Photo by Tim Griffith

Extensive use of prefabrication and mock-ups helped improve precision and reduce waste. Sharing 3D models and virtual walkthroughs with lab users allowed them to provide feedback throughout the design process.

Given the stringent environmental controls, specialized equipment and high energy loads that laboratories require, balancing those needs with sustainability benchmarks required careful coordination. Part of the project’s sustainability strategy is connected to its innovative structural system. The building's core, housing sensitive laboratories, utilizes concrete to meet stringent vibration criteria that mass timber could not accommodate. Then in non-laboratory spaces, such as the north and west elevations, crews installed a mass timber gridshell composed of Douglas fir glulam beams and cross-laminated timber panels. By placing mass timber in non-laboratory spaces, the team was also able to save concrete for laboratory zones that required enhanced vibration dampening.

Photo by Michael Moran

Installing the complex cold-warped glass curtain wall facade required a fully coordinated digital model integrated with the structural systems, including mass timber, steel and concrete.
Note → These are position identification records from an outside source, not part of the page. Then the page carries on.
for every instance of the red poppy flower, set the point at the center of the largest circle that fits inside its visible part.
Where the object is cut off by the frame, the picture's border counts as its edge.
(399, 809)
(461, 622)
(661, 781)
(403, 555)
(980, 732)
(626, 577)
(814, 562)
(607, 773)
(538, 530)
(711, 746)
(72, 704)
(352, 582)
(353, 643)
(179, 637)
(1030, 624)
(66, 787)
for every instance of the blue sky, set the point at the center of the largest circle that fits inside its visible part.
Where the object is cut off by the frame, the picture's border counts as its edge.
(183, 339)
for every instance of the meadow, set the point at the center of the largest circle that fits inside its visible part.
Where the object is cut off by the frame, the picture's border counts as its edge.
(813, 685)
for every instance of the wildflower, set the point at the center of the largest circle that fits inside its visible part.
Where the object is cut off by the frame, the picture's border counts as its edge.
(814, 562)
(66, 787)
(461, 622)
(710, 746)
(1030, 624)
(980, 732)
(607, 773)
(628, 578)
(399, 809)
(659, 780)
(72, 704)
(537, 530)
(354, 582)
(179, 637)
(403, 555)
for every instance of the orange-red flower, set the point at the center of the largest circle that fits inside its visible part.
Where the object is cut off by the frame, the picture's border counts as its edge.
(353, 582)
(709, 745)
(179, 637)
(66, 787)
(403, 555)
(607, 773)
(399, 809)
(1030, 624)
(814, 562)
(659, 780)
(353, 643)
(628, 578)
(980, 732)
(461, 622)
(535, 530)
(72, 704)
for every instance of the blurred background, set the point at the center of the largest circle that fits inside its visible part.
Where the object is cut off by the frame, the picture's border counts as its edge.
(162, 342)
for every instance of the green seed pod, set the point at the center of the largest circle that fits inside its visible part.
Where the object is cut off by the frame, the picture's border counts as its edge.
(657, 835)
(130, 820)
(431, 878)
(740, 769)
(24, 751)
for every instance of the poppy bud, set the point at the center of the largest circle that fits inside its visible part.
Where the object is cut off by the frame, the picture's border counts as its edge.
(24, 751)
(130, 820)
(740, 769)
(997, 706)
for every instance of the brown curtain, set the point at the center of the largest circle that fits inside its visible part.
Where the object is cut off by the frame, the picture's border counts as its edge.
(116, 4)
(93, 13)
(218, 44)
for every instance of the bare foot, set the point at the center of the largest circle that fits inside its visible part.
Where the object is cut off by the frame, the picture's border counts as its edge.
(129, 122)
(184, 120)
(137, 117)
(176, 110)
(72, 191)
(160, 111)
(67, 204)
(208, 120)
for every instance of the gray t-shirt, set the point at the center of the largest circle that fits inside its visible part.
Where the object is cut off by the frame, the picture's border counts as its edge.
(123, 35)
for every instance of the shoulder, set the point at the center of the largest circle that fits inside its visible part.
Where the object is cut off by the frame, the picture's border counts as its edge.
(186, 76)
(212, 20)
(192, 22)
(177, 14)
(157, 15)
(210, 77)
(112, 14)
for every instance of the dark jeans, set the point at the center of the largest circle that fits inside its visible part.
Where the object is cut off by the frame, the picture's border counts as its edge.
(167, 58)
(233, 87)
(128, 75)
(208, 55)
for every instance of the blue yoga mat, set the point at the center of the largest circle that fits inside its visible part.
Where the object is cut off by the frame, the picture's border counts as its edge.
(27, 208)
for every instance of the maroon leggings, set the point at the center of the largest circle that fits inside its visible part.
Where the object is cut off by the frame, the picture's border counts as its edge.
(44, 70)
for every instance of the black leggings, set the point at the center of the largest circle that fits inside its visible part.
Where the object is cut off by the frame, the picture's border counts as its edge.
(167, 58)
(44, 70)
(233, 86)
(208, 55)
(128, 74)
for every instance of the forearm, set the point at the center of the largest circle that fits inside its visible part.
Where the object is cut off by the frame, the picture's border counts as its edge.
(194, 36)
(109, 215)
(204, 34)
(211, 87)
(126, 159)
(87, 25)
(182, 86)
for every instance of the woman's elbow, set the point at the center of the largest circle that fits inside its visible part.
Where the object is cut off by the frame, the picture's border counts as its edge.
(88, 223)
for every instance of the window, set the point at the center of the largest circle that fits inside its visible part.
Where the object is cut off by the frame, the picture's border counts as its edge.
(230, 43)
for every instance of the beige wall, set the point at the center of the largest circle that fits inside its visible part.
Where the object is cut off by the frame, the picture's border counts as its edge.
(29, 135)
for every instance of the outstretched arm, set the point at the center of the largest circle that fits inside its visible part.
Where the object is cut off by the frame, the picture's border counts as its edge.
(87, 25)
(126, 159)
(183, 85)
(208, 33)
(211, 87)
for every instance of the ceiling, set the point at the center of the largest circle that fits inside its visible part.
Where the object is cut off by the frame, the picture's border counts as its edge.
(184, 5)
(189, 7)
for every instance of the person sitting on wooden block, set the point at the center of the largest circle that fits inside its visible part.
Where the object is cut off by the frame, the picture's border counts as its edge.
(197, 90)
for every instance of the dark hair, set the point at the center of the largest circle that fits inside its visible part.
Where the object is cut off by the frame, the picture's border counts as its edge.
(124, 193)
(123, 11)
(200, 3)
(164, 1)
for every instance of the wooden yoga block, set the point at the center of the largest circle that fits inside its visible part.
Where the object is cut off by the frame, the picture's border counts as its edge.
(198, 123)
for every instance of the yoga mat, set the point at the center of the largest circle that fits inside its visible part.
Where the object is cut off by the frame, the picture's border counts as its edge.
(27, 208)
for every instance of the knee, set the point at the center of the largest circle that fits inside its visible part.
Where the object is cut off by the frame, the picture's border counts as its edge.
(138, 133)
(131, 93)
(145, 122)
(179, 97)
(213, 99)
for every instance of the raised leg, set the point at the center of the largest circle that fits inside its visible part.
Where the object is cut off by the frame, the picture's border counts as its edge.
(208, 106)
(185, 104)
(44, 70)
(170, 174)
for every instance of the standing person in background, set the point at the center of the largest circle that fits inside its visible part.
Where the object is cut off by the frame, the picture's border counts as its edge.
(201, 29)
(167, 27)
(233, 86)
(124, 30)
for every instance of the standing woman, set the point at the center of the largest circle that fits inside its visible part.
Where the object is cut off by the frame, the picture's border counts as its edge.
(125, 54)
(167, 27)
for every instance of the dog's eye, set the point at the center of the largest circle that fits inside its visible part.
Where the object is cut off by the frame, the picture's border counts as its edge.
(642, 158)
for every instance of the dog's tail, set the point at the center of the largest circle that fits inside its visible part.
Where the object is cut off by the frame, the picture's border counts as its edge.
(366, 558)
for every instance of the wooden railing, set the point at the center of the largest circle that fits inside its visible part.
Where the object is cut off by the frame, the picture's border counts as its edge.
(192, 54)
This ensured proper installation on even the most intricate geometries, eliminating the need for costly field adjustments. These twisted panels offer an organic aesthetic while optimizing energy performance. Solar shading fins reduce heat gain and a fully glazed north atrium maximizes natural daylight inside.

Photo by Michael Moran

Rooftop photovoltaic arrays generate onsite renewable energy, and the building is equipped with a cooling system that recycles condenser water for use elsewhere on campus. Water conservation strategies used across the facility include low-flow fixtures and drought-resistant native landscaping. To manage stormwater, the design also incorporated dry wells, which reduce runoff and promote groundwater recharge.